After marrying a stranger at a huge ceremony in South Korea, two-year-old Yolanda spent another two years in a dormitory with other brides because the religion doesn’t allow the couple to have sex years after the ceremony.
Yolande Brener (photo below), from Windsor, 58, appeared on This Morning today to speak about her 15 years as a member of Unification Church (UC)
She said she joined at age 25 and claims the organization lied to her, who told her “things that were not true” about her relatives recovering from an illness
She said, “I feel that when I speak about this, people want me to speak to church. I think I have been manipulated. It was my choice, eventually I was vulnerable and looking for answers. ‘
“I was told things that were not true. I was told that if I dedicated my life to God, my relative would recover, I was told the world would change in three years, I was told I would have eternal love. Sometimes I had to do things that I was uncomfortable with. ‘
In 1981, at the age of 17, Yolande moved to the art school in London and after graduating began a film about the human soul, where she met several members of the Church.
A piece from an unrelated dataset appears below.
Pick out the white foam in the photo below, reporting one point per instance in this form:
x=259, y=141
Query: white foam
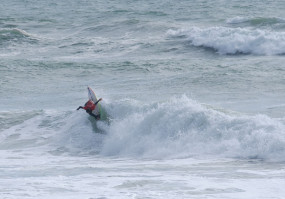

She said, “A close family member suffered from a mental illness and it deeply affected me. I wanted to find an answer. The man I was in love with didn’t work, I reached what I call a quarter life crisis and I wanted to answer. ‘
Known for its massive weddings, the Church teaches a unique Christian theology. It has caused a lot of controversy and the members are usually ridiculed as ‘Moonies’. Pictured, one of the mass marriages of the Church
What is the Unification Church (UC)
The Unification Church is a religious movement founded in 1954 in Pusan, South Korea by the Reverend Sun Myung Moon.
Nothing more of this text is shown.